Rather than trying to figure out the likelihood of each of the above risks actually becoming a reality and, if and when they do, what their impact might be on the economy and stock prices, you should expend your effort on the likelihood of these risks becoming fact as assessed by the majority of investment money around the world yesterday, today and in the future as evidence in the hard facts of the actual trend of stock prices (click on image to enlarge):
Over the last 3 1/2 years, there have been two inverted head-and-shoulder bottoms, one at the launch of this bull market recovery and the second at the mid-point last year. The principal question on which investors should focus is whether or not the congestion the market’s has been trying to work its way through since the beginning of the year is a reversal top or merely another consolidation half-way through the “mid-term election year cycle” which will serve as a launching pad for another move higher to 1500-1550, the market’s all-time high by year-end.
To his credit Kass called the Generational Low at the depths of the Crash on March 9 when the market was at 676. However, many big name pundits live off their one, last great call (recall Elaine Garzarelli for her predicting the 1987 Crash or Joseph Granville for his bearish calls in the 1970’s, ’80’s and ’90’s).

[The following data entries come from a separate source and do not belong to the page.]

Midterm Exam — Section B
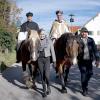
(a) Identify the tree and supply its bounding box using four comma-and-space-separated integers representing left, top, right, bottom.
0, 0, 22, 52
0, 29, 14, 52
0, 0, 10, 29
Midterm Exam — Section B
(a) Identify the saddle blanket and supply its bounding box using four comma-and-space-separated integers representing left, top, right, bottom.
18, 32, 28, 42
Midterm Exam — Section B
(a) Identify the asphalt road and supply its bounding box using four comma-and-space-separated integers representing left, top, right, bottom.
0, 63, 100, 100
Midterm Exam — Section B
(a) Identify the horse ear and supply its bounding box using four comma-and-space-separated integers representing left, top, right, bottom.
28, 29, 31, 34
74, 31, 80, 36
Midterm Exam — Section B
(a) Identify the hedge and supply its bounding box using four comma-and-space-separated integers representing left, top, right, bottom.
0, 29, 15, 52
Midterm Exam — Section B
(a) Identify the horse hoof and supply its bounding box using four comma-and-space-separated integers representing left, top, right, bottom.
61, 87, 67, 93
32, 84, 37, 89
42, 92, 47, 97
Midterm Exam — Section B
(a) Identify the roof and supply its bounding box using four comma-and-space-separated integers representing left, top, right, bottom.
69, 26, 81, 33
83, 13, 100, 27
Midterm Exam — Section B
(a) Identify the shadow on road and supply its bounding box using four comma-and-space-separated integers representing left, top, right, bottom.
2, 64, 27, 89
1, 63, 100, 100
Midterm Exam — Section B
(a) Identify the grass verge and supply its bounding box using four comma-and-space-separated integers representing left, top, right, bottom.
0, 51, 16, 72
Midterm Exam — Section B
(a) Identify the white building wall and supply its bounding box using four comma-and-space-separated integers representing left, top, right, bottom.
84, 13, 100, 45
85, 13, 100, 31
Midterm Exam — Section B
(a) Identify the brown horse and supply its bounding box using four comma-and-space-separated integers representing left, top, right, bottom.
19, 30, 40, 88
54, 32, 82, 93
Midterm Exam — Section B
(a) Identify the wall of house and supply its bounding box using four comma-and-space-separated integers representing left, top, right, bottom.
84, 13, 100, 46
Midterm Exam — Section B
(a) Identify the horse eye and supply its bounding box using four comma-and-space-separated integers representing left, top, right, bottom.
75, 40, 79, 44
76, 41, 79, 44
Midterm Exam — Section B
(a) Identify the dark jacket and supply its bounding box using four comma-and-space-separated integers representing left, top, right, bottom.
20, 21, 39, 32
77, 37, 100, 62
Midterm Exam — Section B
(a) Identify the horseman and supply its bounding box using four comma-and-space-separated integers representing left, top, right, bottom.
16, 12, 39, 63
50, 10, 70, 43
50, 10, 70, 78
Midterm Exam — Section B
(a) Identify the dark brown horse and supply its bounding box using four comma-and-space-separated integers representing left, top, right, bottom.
18, 30, 40, 88
54, 32, 82, 93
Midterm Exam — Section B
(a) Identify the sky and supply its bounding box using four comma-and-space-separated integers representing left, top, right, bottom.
15, 0, 100, 31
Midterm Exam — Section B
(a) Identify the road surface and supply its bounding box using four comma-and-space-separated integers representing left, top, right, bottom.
0, 63, 100, 100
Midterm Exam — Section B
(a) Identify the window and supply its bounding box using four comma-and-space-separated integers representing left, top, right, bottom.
97, 31, 100, 35
88, 31, 94, 35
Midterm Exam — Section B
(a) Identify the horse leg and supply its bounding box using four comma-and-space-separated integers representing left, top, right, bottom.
64, 67, 70, 85
55, 62, 59, 78
22, 62, 32, 88
28, 62, 38, 89
16, 47, 21, 63
32, 62, 38, 89
16, 42, 21, 63
55, 61, 61, 78
28, 64, 33, 77
59, 64, 67, 93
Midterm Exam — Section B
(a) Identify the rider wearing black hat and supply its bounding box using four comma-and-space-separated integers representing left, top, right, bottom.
20, 12, 39, 32
16, 12, 39, 63
26, 12, 33, 17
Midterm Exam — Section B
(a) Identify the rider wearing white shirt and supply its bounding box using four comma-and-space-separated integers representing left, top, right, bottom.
50, 10, 70, 43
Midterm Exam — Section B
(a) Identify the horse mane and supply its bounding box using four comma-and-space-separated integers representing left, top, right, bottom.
56, 32, 73, 48
58, 32, 73, 44
27, 30, 39, 40
55, 32, 74, 59
21, 30, 40, 54
26, 30, 40, 48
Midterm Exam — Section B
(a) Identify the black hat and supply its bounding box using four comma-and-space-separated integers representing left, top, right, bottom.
80, 27, 89, 33
56, 10, 63, 15
26, 12, 33, 17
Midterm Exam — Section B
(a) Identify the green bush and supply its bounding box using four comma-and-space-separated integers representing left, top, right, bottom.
0, 29, 15, 52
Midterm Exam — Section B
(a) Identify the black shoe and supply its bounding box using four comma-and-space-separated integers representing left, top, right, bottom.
61, 87, 67, 93
82, 89, 88, 96
47, 86, 51, 95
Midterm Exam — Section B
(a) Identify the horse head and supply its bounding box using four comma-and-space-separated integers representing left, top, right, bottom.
27, 30, 40, 61
65, 33, 83, 65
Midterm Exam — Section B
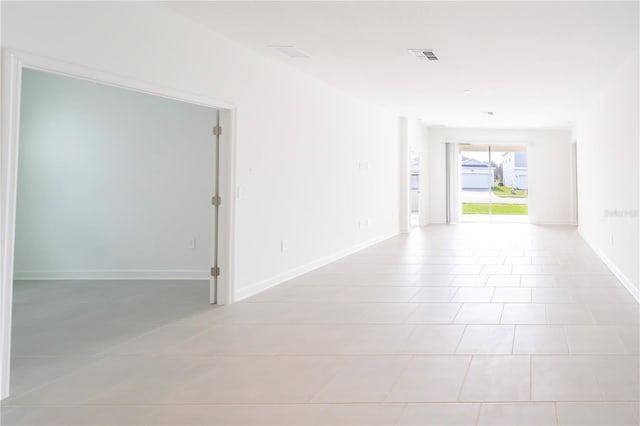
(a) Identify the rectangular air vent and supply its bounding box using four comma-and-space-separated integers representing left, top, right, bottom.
409, 49, 439, 61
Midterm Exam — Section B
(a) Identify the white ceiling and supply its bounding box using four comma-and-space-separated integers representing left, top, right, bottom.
163, 1, 638, 129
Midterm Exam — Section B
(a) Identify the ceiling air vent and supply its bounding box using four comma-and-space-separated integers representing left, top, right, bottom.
409, 49, 439, 61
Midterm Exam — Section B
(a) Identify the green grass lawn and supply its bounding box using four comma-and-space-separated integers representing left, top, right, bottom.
462, 203, 528, 215
492, 185, 528, 198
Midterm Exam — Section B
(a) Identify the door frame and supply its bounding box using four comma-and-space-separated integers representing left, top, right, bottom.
449, 140, 530, 223
570, 141, 579, 226
0, 49, 238, 399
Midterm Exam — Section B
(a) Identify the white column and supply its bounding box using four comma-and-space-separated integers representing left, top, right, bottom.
446, 143, 460, 223
419, 124, 429, 226
398, 117, 410, 233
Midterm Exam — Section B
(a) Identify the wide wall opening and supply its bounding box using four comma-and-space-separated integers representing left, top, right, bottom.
5, 67, 225, 400
459, 144, 528, 223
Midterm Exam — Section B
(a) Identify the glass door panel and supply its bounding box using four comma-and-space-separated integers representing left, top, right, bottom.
459, 145, 493, 223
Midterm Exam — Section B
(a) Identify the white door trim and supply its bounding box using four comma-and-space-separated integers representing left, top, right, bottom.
570, 141, 579, 226
0, 49, 238, 400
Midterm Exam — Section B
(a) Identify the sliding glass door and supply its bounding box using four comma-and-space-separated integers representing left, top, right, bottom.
457, 144, 528, 223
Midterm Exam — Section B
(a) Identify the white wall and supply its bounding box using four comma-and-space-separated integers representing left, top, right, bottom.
398, 117, 410, 233
14, 69, 216, 279
406, 118, 425, 221
418, 123, 430, 226
2, 2, 399, 298
426, 128, 574, 224
426, 132, 447, 223
574, 51, 639, 294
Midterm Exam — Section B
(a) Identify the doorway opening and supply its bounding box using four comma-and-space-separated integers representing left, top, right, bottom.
1, 52, 235, 400
459, 144, 529, 223
9, 67, 220, 400
410, 148, 420, 227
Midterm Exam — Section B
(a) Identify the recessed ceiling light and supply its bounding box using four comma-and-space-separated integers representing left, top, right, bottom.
484, 111, 495, 116
463, 89, 472, 94
268, 45, 310, 58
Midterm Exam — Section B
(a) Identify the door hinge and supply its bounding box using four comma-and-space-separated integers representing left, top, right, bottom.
211, 195, 221, 206
211, 266, 220, 277
213, 125, 222, 136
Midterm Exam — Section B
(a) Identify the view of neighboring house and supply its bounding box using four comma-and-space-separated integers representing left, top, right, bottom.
502, 152, 529, 189
461, 157, 494, 190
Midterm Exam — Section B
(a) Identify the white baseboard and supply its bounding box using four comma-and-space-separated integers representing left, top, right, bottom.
529, 221, 576, 226
234, 231, 399, 302
578, 230, 640, 304
13, 269, 209, 281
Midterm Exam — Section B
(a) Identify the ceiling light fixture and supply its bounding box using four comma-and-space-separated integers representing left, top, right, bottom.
463, 89, 472, 94
268, 45, 310, 58
409, 49, 439, 61
484, 111, 495, 116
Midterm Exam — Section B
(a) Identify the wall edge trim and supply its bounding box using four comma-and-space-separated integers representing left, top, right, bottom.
578, 229, 640, 304
235, 231, 399, 301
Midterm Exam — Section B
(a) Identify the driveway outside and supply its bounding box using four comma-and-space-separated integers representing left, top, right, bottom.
461, 189, 528, 205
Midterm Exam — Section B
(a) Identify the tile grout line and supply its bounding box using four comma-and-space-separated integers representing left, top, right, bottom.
381, 355, 414, 403
561, 325, 572, 355
453, 324, 469, 354
474, 402, 484, 426
451, 302, 466, 324
498, 303, 506, 325
454, 355, 474, 403
4, 399, 638, 408
529, 355, 533, 402
489, 286, 497, 303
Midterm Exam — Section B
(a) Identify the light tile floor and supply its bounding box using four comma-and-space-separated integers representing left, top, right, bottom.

Kass’s current call of “stated simply, get defensive” reminds us of his call. On CNBC last November 8 in “The Market Has Hit the Top” he said, “To me, there’s an artificiality of the program. We had ‘Cash for Clunkers.’ Now we have ‘Cash for Stock Market Gains.'” Since then, however, the market has risen 6.7% to yesterday’s close. The benefit those calling for a market downturn (Robert Prechter of Elliott Wave Theory comes to mind) have is that “even a broken clock is right twice a day”.

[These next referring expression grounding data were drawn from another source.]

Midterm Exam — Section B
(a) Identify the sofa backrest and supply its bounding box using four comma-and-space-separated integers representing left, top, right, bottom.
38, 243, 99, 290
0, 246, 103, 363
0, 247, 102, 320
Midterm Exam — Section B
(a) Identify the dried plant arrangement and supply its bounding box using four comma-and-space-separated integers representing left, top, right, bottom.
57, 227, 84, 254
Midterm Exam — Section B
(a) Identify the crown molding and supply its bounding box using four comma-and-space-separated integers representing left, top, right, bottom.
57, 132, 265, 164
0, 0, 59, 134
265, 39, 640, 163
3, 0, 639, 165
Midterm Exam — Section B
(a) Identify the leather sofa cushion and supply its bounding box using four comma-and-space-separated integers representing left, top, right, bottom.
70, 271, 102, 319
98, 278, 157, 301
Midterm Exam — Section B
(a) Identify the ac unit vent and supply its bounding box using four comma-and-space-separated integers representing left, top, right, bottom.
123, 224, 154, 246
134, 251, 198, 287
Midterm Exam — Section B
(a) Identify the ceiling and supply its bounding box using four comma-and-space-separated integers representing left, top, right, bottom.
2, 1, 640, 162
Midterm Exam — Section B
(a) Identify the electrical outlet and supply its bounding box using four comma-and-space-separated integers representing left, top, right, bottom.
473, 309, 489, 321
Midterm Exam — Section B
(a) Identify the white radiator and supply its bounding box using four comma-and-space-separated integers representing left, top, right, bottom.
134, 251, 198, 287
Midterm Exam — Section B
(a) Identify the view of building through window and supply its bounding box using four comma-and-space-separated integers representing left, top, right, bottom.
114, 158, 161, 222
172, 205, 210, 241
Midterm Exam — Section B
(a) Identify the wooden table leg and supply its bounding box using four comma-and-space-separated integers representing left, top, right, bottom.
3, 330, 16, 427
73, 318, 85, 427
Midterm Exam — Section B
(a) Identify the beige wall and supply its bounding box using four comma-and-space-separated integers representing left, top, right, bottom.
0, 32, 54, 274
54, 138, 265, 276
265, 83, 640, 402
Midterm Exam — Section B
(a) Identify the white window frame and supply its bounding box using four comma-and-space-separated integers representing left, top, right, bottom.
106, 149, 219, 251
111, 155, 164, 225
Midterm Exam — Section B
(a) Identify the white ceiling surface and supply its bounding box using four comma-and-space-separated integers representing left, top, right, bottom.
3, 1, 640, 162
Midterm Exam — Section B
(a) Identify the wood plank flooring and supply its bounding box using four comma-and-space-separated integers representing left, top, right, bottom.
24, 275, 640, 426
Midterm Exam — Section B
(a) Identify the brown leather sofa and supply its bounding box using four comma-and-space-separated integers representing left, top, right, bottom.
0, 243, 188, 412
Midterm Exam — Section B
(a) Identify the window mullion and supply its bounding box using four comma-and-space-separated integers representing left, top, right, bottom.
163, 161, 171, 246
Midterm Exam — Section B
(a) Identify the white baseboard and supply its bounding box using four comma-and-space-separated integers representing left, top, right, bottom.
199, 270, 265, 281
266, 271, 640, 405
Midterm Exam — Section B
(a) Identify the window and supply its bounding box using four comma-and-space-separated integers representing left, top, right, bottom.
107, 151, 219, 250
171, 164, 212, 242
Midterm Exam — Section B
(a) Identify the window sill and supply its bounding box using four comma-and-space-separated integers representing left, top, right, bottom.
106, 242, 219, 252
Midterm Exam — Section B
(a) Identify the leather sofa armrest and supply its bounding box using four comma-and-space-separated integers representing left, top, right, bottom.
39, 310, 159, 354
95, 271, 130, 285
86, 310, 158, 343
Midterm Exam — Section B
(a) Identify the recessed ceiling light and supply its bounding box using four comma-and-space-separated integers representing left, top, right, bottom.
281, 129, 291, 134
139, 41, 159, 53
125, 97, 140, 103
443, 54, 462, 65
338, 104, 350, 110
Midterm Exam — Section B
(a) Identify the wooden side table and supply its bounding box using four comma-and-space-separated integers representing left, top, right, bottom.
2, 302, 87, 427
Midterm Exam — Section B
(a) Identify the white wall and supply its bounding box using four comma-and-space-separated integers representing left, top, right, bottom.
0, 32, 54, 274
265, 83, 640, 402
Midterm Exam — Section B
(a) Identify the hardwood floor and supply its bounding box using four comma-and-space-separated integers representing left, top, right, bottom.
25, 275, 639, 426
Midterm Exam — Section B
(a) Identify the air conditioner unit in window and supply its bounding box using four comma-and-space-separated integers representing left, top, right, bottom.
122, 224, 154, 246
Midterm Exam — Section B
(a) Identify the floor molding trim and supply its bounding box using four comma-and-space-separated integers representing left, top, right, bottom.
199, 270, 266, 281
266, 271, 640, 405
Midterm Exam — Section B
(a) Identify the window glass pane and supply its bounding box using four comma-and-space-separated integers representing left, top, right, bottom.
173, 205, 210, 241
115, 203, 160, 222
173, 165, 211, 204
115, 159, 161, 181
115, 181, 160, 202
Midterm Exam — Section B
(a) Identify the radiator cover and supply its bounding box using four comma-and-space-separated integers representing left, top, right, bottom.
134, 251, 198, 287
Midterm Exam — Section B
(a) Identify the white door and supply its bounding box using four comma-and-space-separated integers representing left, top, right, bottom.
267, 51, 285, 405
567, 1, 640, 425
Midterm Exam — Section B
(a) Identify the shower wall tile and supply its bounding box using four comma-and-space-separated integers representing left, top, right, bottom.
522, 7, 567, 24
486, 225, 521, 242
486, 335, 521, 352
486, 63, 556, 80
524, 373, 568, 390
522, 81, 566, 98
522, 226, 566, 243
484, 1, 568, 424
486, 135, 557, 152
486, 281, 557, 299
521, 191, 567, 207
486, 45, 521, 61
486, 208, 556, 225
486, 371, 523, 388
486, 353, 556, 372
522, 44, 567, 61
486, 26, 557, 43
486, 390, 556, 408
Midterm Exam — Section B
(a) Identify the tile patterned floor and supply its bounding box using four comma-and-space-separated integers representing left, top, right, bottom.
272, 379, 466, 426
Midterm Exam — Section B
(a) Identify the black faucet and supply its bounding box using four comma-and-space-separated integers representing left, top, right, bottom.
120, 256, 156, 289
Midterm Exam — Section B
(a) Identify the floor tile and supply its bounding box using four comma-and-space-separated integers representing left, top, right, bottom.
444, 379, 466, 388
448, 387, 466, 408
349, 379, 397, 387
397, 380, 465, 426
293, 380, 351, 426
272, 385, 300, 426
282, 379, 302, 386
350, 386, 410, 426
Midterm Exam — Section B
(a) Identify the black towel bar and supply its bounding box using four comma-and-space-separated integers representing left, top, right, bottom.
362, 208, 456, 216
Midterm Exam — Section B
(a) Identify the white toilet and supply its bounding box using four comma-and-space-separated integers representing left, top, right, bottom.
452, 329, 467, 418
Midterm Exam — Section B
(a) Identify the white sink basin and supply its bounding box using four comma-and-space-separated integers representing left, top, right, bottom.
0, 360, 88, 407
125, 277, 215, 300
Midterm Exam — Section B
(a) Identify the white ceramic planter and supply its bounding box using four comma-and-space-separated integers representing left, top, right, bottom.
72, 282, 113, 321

The market will eventually correct but it could be from a level 10-15% higher than when the pundits first made their calls. You can be ultra-conservative and allow to fear drive you to the sidelines now or you can try to benefit of a move higher ahead of the reversal, whenever that might come. I’ll stick to my discipline and move to the sidelines only when the market tells me its time, not when the pundits do.